東京マラソン2020でナイキ社の新しい厚底シューズを履く選手たち=3月1日、東京都新宿区(今野顕撮影)
東京マラソン2020でナイキ社の新しい厚底シューズを履く選手たち=3月1日、東京都新宿区(今野顕撮影)

 今回の検定に合格し、令和3年度から使用されることになった教科書には、大きなニュースとなったさまざまな社会現象も盛り込まれた。

■全社に拉致問題

 政府が最重要課題に掲げる北朝鮮による日本人拉致事件は、前回に続いて歴史と公民の教科書で全社が取り上げた。

 多くの社が平成14年に5人の拉致被害者が帰国した際の写真を掲載。拉致問題について帝国書院は「被害者への人権侵害であるとともに、日本の主権の問題でもあり、解決が図られねばなりません」と記述した。

 教育出版は日本の外交について学ぶページで、現在も行方が分からない拉致被害者が多いことを説明。東京書籍は拉致に触れつつ、北朝鮮について「国際社会の平和を乱す、問題の多い政策を取り続けてきた」と踏み込んだ。学び舎は巻末の年表で「北朝鮮から拉致事件被害者の一部が帰国する」と触れた。

 育鵬社の公民は巻頭や見開きの特集ページなど多くの部分で扱い、「北朝鮮の行為は、国家主権と人権の重大な侵害」と記述した。

■厚底シューズも

 保健体育では、今年3月の東京マラソンで日本記録を更新した大迫傑(すぐる)選手をはじめ、上位選手が軒並み履いていたことでも知られる厚底シューズに関する記述が見られた。

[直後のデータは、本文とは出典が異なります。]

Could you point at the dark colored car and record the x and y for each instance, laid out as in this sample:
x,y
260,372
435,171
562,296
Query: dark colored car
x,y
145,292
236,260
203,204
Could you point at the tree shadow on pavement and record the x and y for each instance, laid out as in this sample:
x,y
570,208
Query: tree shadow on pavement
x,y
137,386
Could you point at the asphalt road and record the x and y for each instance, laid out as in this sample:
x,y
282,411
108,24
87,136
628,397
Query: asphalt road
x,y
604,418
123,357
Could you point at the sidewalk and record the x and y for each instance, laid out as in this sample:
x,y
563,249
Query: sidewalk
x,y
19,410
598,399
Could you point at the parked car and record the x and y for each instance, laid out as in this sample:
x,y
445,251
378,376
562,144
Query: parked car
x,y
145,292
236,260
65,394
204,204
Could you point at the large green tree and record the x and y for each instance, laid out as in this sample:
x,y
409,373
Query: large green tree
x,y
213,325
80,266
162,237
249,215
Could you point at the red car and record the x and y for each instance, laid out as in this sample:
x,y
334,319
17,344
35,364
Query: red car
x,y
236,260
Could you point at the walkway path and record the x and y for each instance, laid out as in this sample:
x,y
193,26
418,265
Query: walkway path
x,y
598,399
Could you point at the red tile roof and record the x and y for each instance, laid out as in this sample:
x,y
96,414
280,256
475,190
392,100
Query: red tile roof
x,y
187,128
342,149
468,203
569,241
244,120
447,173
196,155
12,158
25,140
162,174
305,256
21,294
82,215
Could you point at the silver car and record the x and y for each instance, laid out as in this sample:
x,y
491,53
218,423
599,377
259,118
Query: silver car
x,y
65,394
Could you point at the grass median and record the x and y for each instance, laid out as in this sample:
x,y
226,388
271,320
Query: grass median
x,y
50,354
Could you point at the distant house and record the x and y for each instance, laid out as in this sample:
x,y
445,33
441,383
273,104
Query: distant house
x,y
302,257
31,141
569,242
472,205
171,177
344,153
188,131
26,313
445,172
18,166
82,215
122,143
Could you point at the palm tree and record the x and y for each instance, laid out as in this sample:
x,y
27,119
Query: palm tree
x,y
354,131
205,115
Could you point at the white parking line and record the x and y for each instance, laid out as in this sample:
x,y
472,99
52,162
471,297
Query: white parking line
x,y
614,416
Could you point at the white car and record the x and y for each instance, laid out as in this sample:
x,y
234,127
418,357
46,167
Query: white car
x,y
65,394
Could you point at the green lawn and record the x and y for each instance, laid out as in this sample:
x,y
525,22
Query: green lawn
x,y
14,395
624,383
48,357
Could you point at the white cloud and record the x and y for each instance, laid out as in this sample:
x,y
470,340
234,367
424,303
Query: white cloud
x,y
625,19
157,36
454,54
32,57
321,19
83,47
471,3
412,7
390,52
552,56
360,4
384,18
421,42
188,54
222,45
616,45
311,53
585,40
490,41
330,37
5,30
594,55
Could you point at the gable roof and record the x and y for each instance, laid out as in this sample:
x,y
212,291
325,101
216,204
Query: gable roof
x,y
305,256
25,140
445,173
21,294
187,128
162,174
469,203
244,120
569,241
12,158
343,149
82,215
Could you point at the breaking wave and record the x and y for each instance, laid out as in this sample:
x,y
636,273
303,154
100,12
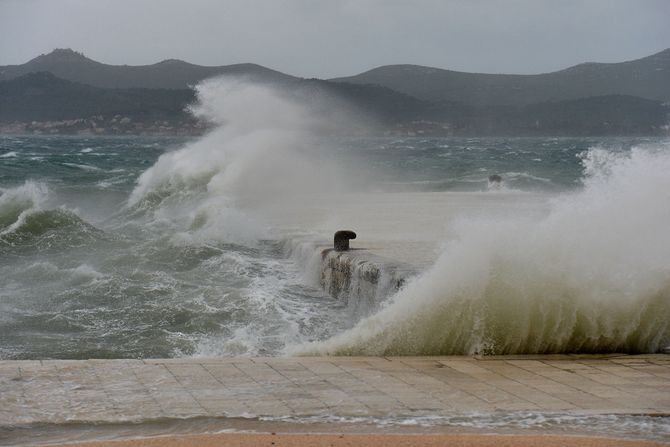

 登場したのは、スポーツについて多角的に学ぶ探究コーナー。道具や記録に関する進化の例の一つとしてマラソンシューズを取り上げた。日本初の五輪マラソン選手である金栗四三(かなくりしそう)選手が使用した足袋から進化の過程をたどり、2018年ベルリンマラソンでケニアの選手が世界記録を出したモデルの厚底シューズを写真付きで紹介している。

 厚底シューズはクッション性が増して足への負担が軽くなるとされ、マラソン競技などで使用した各国の多くの選手が好記録をたたき出している。